January 25, 2012 in Debt Crisis
While our national media attempts to choose a Republican Standard Bearer against a Socialist Obama Regime, Greece’s civil unrest continues to escalate. After months of rioting and anarchy, a desperate Grecian government is about to force their sovereign bondholders to take a ‘Voluntary’ 70% haircut, ala General Motors, on Grecian Sovereign Debt.
Meanwhile, Standard & Poors, which analyses sovereign debt for financial risk, has downgraded France and eight other euro-zone countries’ Bond Ratings. Their downgrades on January, 13th have sparked renewed global worries about Europe’s ability to bail itself out of its deepening financial crisis.
Standard & Poor’s Ratings Services stripped triple-A ratings from France and Austria and downgraded seven others, including Spain, Italy and Portugal.
The downgrade to France, the European Unions (EU’s) largest economy, will make it difficult and more expensive for their bailout fund to help troubled states, because the fund’s own triple-A rating depends on those of its constituents, most of whom been downgraded.

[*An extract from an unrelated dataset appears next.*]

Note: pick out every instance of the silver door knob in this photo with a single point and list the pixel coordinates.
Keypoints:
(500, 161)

EU’s bailout fund is headed for another crisis in March
In 2010, Greece’s Debt to GDP % was 142.7, Italy 119, US 94.36, France 82.33, and Spain 60.12. In August 2011, The U.S. debt surpassed 100 percent of gross domestic product after the government’s debt ceiling was lifted.

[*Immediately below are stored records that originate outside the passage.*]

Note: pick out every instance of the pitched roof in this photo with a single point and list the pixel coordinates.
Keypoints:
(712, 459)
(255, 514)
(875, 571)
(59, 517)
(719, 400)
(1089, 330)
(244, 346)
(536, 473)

In the meantime the World Bank on January 18th quietly downgraded the Global Growth Forecast while our national printed and cable media once again failed to publicize the report to the American public.

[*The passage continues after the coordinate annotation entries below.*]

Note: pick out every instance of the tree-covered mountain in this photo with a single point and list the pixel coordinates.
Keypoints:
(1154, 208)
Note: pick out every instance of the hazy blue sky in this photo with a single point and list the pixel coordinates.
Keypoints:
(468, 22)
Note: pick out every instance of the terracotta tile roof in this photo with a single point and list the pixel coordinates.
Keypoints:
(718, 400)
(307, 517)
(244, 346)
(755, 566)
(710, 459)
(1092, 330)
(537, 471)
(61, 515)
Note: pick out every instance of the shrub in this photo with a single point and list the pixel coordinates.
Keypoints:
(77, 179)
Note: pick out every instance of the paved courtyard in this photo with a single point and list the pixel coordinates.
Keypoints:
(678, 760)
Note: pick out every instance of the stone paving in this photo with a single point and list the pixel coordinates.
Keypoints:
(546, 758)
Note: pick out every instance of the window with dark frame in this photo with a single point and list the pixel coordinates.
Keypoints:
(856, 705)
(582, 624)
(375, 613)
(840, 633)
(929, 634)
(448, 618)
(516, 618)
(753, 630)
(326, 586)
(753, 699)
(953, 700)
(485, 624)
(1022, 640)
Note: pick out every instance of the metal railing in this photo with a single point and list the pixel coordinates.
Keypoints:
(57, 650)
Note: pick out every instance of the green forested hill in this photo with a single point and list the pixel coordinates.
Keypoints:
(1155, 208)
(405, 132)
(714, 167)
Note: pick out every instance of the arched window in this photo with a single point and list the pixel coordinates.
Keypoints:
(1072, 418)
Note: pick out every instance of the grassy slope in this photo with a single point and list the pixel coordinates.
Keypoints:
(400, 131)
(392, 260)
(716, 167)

They downgraded the Global Growth Forecast from 3.6% to 2.5%. The US Growth Forecast was downgraded from 2.9% to 2.2% and the Eurozone from 1.8% to -0.3%. The Eurozone crisis will eventually spill over into the US economy. Hans Timmer, head of development projects at the World Bank said that, “This will be a very slow recovery and it will take many, many years before the damage done by the great recession and the damage done by the imbalances created in a boom period before the recession are undone.”
These economic tremors will have an effect on the US economy since we are the major contributor of funds to the International Monetary Fund (IMF) which has been supplying loans to the Eurozone countries like Greece, Italy and Spain in order to stem their possible sovereign defaults.
The slowdown in Europe will surely affect our exports which will further slow our economy and jobs. Other tremors are our enormous debt that consists of Government debt of $15T, Financial debt of $17T, Corporate debt of $11T and our Consumer debt of $14T for a total debt bubble of $57T.
Along with our debt burden is a demographics issue wherein we will begin to see a downward trend in aggregate spending as our population ages. That is to say as and our population between 50 and 60+ years of age increases while our population between 18 and 50 years of age decreases. Studies have shown that the 50+ age group tends to spend significantly less than the 18 to 50 age groups.
All of these factors portend for a very difficult US economy in 2012 and if we don’t relief in 2013, in the form of a new president and a new economic direction away from socialism, we will be well on the “Road to Serfdom.”